Prenez quatre personnes qui a priori n'ont rien à voir. Mathilde, spécialisée dans le roman à l'eau de rose, Louis, qui a longtemps travaillé à Cinecittà auprès de grands cinéastes, Jérôme scénariste qui se fait plagier ses meilleures créations, et Marco qui veut absolument le devenir – scénariste. Ces quatre-là sont un jour réuni par le boss d'une grande chaine de télé. L'heure est grave, il faut absolument remplir les quotas de production française, sinon ça va gueuler au-dessus, on ne plaisante pas avec ça, surtout quand la hiérarchie doit lâcher des sous. Donc la bande des quatre se retrouve avec un crédit illimité au kiosque à pizzas à côté du local d'écriture et ont pour mission d'écrire les scenarios et dialogues d'une série télé. Une série télé qui ne doit pas coûter un rond à tourner et à produire et que de toutes façons, on diffusera entre quatre et cinq heures du matin. On l'intitule
Saga parce que c'est commode et vite identifiable. Mathilde, Louis et Jérôme et Marco se mettent au travail. Contre toute attente, ils sont ravis de cette opportunité : la seule restriction qui leur est imposée est financière, pour le reste ils ont le droit de faire ce qu'ils veulent !

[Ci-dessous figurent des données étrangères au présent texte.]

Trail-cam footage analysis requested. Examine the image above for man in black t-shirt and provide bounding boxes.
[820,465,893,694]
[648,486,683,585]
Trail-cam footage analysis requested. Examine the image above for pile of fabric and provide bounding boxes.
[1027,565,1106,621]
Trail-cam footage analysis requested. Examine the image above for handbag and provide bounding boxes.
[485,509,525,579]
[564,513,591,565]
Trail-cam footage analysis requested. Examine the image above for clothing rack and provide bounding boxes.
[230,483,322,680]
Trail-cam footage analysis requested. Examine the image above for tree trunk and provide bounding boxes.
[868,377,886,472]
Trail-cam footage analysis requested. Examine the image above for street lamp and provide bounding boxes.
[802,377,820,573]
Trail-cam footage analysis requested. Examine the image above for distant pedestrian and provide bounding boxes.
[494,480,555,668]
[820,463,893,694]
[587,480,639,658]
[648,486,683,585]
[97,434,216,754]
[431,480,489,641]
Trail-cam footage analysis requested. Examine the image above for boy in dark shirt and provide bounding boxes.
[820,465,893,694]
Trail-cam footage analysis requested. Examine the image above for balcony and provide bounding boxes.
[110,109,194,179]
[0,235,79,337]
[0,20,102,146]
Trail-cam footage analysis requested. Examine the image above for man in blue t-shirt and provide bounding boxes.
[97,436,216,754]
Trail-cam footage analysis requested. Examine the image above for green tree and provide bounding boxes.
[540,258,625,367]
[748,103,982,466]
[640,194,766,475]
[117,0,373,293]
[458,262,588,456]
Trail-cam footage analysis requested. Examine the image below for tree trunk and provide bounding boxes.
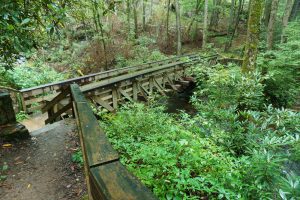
[263,0,272,27]
[281,0,294,43]
[290,0,300,20]
[267,0,279,50]
[202,0,208,48]
[242,0,264,72]
[143,0,147,31]
[166,0,171,44]
[175,0,181,55]
[150,0,153,16]
[126,0,131,39]
[133,0,139,39]
[209,0,222,29]
[225,0,243,51]
[187,0,201,34]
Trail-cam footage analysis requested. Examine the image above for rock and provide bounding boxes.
[0,123,30,141]
[0,92,30,141]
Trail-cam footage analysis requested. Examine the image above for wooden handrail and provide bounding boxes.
[20,54,198,93]
[20,54,217,113]
[70,84,156,200]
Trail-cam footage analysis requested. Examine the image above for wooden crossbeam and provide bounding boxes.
[118,88,133,102]
[42,87,70,113]
[93,97,115,112]
[167,76,177,91]
[45,102,73,124]
[153,78,166,95]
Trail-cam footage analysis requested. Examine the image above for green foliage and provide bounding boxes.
[194,65,265,110]
[0,0,66,69]
[105,104,245,199]
[0,162,9,181]
[6,65,65,89]
[102,104,300,199]
[16,111,29,122]
[116,37,167,68]
[258,22,300,107]
[72,150,84,167]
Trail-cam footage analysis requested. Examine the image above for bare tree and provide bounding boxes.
[242,0,264,72]
[175,0,182,55]
[202,0,208,48]
[267,0,279,50]
[281,0,294,43]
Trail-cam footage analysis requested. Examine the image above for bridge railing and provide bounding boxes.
[63,84,156,200]
[20,54,217,113]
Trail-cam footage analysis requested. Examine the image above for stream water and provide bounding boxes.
[161,84,197,115]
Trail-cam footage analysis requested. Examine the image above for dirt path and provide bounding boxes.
[0,120,85,200]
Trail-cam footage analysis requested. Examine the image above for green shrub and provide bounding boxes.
[7,65,64,89]
[258,22,300,107]
[103,104,242,199]
[196,65,265,110]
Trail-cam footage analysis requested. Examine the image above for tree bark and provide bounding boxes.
[263,0,272,27]
[175,0,182,55]
[143,0,147,31]
[126,0,131,39]
[267,0,279,50]
[281,0,294,43]
[224,0,243,51]
[133,0,139,39]
[187,0,201,34]
[166,0,171,44]
[290,0,300,21]
[209,0,222,29]
[242,0,264,72]
[202,0,208,48]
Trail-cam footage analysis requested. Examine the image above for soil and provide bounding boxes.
[0,119,86,200]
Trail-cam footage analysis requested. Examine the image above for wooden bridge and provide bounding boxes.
[15,54,216,119]
[10,54,217,200]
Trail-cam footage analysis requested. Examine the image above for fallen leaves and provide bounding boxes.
[2,144,13,148]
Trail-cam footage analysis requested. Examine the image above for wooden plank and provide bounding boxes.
[112,88,119,109]
[90,162,156,200]
[93,97,115,112]
[20,54,204,94]
[76,102,119,167]
[45,102,73,124]
[42,87,70,113]
[167,76,178,91]
[154,79,166,96]
[70,84,87,103]
[118,88,133,102]
[132,81,139,101]
[72,101,93,200]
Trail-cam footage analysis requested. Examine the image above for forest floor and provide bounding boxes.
[0,119,85,200]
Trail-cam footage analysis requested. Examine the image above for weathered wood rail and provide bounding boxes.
[23,55,216,200]
[70,84,156,200]
[20,54,216,114]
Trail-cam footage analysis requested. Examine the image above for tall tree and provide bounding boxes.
[143,0,147,31]
[126,0,131,39]
[242,0,264,72]
[209,0,222,29]
[267,0,279,50]
[290,0,300,20]
[225,0,243,51]
[175,0,182,55]
[281,0,294,43]
[166,0,171,44]
[202,0,208,48]
[133,0,139,39]
[263,0,272,27]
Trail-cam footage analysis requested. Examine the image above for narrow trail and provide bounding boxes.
[0,120,85,200]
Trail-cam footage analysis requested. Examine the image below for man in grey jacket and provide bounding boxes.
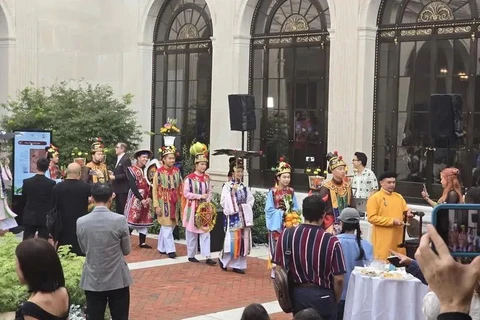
[77,183,132,320]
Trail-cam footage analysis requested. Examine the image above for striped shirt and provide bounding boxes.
[274,224,346,289]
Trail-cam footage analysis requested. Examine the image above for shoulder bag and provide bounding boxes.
[273,228,294,313]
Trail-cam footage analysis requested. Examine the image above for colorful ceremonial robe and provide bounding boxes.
[220,181,255,259]
[182,172,212,233]
[319,179,352,232]
[152,166,183,227]
[82,161,110,184]
[265,187,299,257]
[125,166,153,228]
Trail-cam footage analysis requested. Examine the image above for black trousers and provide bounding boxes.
[85,287,130,320]
[115,193,128,214]
[23,226,48,240]
[292,287,337,320]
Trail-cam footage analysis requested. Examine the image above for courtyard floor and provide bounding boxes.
[127,235,292,320]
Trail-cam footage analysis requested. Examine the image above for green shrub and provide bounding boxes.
[0,233,86,312]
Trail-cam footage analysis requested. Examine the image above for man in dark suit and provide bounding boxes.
[22,158,55,240]
[110,142,132,214]
[52,162,91,256]
[77,183,132,320]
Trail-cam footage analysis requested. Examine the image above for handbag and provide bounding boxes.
[46,195,63,241]
[273,228,294,313]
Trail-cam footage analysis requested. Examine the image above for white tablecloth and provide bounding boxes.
[343,271,428,320]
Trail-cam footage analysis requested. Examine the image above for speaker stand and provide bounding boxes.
[242,131,245,151]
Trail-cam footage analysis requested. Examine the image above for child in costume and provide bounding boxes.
[45,144,62,183]
[152,146,183,259]
[124,150,153,249]
[265,157,298,278]
[319,151,352,234]
[218,158,255,274]
[182,142,217,266]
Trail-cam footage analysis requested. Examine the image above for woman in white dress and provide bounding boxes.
[218,158,254,274]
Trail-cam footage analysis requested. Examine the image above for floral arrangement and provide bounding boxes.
[195,202,217,232]
[71,147,89,158]
[160,118,180,134]
[47,143,59,158]
[283,194,302,228]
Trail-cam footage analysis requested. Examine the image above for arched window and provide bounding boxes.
[249,0,330,189]
[373,0,480,199]
[152,0,212,155]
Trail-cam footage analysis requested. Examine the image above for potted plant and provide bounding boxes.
[160,118,180,147]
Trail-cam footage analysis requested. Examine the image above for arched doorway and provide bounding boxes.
[249,0,330,189]
[373,0,480,200]
[152,0,212,155]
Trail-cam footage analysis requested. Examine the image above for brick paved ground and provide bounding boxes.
[127,232,291,320]
[127,236,187,263]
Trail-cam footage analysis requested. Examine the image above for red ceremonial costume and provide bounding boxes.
[125,165,153,228]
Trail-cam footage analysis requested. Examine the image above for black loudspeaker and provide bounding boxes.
[228,94,257,131]
[430,94,461,141]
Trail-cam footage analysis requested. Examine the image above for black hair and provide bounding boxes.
[465,187,480,203]
[92,183,113,203]
[378,171,398,181]
[293,308,323,320]
[15,238,65,293]
[45,146,53,161]
[472,167,480,187]
[240,303,270,320]
[37,158,50,172]
[302,194,326,221]
[355,151,368,167]
[340,222,365,261]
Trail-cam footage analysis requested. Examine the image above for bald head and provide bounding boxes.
[67,162,82,180]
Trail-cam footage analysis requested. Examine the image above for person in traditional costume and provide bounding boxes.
[318,151,352,234]
[182,142,217,266]
[0,156,18,231]
[367,171,413,261]
[82,138,110,184]
[124,150,153,249]
[152,146,183,259]
[265,157,298,278]
[45,144,62,183]
[218,158,255,274]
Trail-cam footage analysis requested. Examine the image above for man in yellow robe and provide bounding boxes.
[367,172,412,260]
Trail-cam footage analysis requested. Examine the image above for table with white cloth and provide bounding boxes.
[343,270,428,320]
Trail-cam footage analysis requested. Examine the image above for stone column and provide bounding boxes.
[0,38,16,106]
[135,42,154,149]
[354,27,377,159]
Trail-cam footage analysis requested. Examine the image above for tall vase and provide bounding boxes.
[163,136,175,147]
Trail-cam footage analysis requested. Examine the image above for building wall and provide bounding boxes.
[0,0,380,189]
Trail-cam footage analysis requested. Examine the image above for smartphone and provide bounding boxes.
[432,204,480,258]
[387,256,404,268]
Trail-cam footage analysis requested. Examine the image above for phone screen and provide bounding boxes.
[435,209,480,256]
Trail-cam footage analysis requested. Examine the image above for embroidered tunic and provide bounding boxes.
[125,166,153,228]
[319,179,352,232]
[182,172,212,233]
[220,181,255,259]
[152,166,182,227]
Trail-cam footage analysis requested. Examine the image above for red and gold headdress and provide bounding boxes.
[272,157,292,176]
[45,143,59,159]
[190,142,208,163]
[158,146,177,158]
[90,137,105,154]
[327,151,347,172]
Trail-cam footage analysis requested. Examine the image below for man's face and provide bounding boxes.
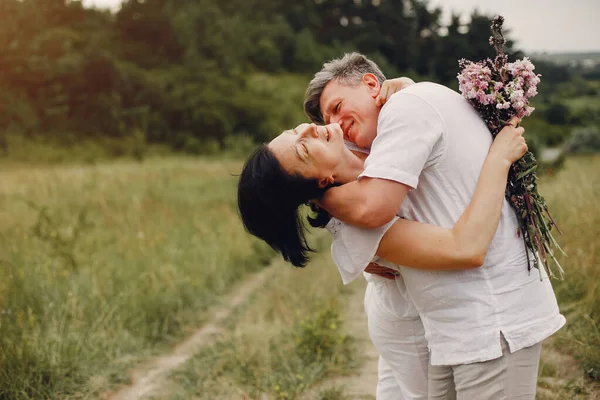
[320,74,381,149]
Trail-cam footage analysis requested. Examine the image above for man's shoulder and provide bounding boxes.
[390,82,457,100]
[379,82,455,122]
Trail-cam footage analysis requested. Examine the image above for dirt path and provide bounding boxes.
[104,266,274,400]
[302,280,379,400]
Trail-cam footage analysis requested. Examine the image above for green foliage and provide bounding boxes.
[292,305,352,365]
[540,156,600,381]
[0,159,273,400]
[566,126,600,154]
[0,0,544,160]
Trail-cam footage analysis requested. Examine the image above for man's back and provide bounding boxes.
[363,83,564,365]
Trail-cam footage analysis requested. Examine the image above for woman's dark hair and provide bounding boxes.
[238,145,329,267]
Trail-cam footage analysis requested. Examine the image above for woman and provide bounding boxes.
[238,120,527,270]
[238,100,527,399]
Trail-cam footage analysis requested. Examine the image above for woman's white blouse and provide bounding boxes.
[326,217,419,319]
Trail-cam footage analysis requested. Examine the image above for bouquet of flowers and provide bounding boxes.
[458,16,564,278]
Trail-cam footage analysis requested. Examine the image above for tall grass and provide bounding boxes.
[0,159,272,399]
[540,156,600,381]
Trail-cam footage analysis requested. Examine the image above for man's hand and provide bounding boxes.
[365,263,400,280]
[375,76,415,107]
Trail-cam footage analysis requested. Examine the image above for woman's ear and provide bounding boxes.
[319,176,335,188]
[362,73,381,98]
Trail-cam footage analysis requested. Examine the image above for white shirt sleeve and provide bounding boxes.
[326,217,398,285]
[359,92,444,189]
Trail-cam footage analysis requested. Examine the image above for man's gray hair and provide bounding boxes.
[304,53,385,124]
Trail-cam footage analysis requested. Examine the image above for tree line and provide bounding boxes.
[0,0,569,154]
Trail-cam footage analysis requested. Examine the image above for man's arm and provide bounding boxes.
[319,177,410,229]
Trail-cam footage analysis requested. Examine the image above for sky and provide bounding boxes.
[83,0,600,53]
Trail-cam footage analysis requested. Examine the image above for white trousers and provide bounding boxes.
[365,280,429,400]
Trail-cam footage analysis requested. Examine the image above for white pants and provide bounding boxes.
[429,336,542,400]
[365,280,429,400]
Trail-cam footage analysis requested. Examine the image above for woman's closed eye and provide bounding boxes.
[301,142,308,158]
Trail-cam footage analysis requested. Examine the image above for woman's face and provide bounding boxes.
[268,124,348,186]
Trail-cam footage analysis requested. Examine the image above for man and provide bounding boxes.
[304,53,565,400]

Ce qui ne devait être une série perdue dans la masse d'heures de programmes télés trouve un public. Des petits vieux insomniaques qui dans leur maison de retraite se délectent de
Saga et écrivent des courriers enthousiastes aux scénaristes. Et qui font du bouche-à-oreille. Et les jeunes s'y mettent aussi. Et soudain la série se met à passer en matinée. Puis entre midi et deux. Jusqu'à envisager le sacro-saint prime. Les audiences explosent. Les personnages de
Saga deviennent des stars. Les scénaristes des demi-dieux. Conséquence, le boss qui les avait convoqué veut reprendre la main sur la série qu'il a contribué à engendrer bien malgré lui. Or Mathilde, Louis, Jérôme et Marco tiennent à leur création. Et en tant que scénaristes, ils ont un pouvoir gigantesque : écrire LA série dont toute la France parle, jusqu'à la décision finale sur le déroulement des épisodes…
Ce page-turner se paie le luxe d'éviter les clichés, la pauvreté de la langue, pour offrir un grand roman populaire.
Saga mélange les scénarios et dialogues de la série au récit des quatre scénaristes, qui voient progressivement leur créature prendre une ampleur inespérée pour ces quatre parias de la création artistique. On éprouve une joie intense à la lecture de ce roman à une époque où les showrunners sont devenus des personnes aussi, voire plus importantes que les comédiens qu'ils mettent en scène. Bien que la question de la programmation apparaissent un peu datées, dans une époque où la guerre de la fiction a plus lieu sur les plateformes de streaming que sur les grilles de télévision,
Saga reste un roman tout à fait délectable sur le pouvoir de la fiction, qu'il soit
romanesque, cinématographique ou sériel.